Cela prouve que la tension ayant caractérisé, dernièrement,
les rapports entre le gouvernement et la Chambre des députés,
s’est estompée, preuve en est que le projet sur l’enrichissement
illicite, renvoyé aux commissions, a été examiné
dans une atmosphère décontractée.
Le président Nabih Berri a infirmé, indirectement, les
rumeurs selon lesquelles il agirait en vue de torpiller ce projet, en convoquant
les commissions qualifiées dès lundi dernier, en dépit
de son départ en visite officielle pour la Pologne et la Bulgarie.
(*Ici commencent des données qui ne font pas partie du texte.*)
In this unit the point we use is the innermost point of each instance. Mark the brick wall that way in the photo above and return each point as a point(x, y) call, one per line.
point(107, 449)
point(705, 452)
Cette visite a, dit-on, donné des résultats positifs,
des accords bilatéraux ayant été parafés entre
les deux pays. Le chef du Législatif était accompagné
de son épouse et de trois parlementaires: MM. Talal Arslan, Sebouh
Hovnanian et Elias el-Khazen; de deux fonctionnaires du parlement: Bilal
Charara et Charles Khoury, en plus d’une délégation médiatique.
Le président Berri qui a conféré avec les hauts
responsables polonais et bulgares, a rappelé dans ses discours les
constantes libanaises, telles les suivantes: “Le Liban et la Syrie veulent
une paix juste et globale à cent pour cent... Nous soutenons l’opération
de paix et la Résistance, celle-ci étant la conséquence
de l’occupation israélienne. Le Liban est en mesure de jouer un
rôle actif entre l’Europe et le monde arabe... Quant à Barak,
il ne diffère pas de son prédécesseur”.
M. Berri a émis le souhait de voir la Pologne et la Bulgarie
renforcer leurs relations avec le Liban dans tous les domaines, avant d’ajouter:
“Les vieilles amitiés durent plus que les nouvelles” allusion à
peine voilée à l’intention prêtée à certains
Etats de l’Est de vouloir se rapprocher de l’Europe, de l’OTAN et de prendre
leur distance des pays arabes.
Fait à signaler: le président de la Chambre a transmis
au chef de l’Etat polonais un message personnel du président Lahoud,
traitant des relations bilatérales et des moyens à mettre
en œuvre pour les raffermir davantage.
QUID DES NOMINATIONS?
Sur un autre plan, il importe de signaler les nouvelles nominations
opérées par le Conseil des ministres, qui semblent devoir
être suivies d’autres dans les prochaines semaines.
Ceci indique que les organismes de contrôle ont mis au point
leur rapport, sur base duquel le gouvernement reprendra la réforme
administrative, dans l’idée de la terminer à la fin de l’année
courante, en adoptant le principe de la rotation des fonctions de la première
catégorie.
Par ailleurs, la concertation se poursuit entre les responsables libanais
et syriens autour de la conjoncture régionale et locale, celle-ci
ayant été marquée par une rencontre entre le président
Hussein Husseini et le Dr Bachar Assad, après celle ayant réuni
précédemment le fils du président Assad et M. Tammam
Salam, député de Beyrouth. On s’attend qu’il confère
avec d’autres personnalités libanaises dans les jours à venir.
En ce qui concerne la nouvelle loi électorale et malgré
la promesse qu’elle sera élaborée avant la fin de l’année,
il semble qu’une décision à ce sujet dépend d’un consensus
national qui est loin de se réaliser, le découpage des circonscriptions
constituant le principal, voire l’unique, obstacle à aplanir.
En tout cas, osn attend la rentrée du président Berri
pour que l’Assemblée tranche des dossiers chauds, tels ceux de l’enrichissement
illicite et de la levée de l’immunité couvrant M. Habib Hakim,
député du Metn, avant d’entamer le débat budgétaire.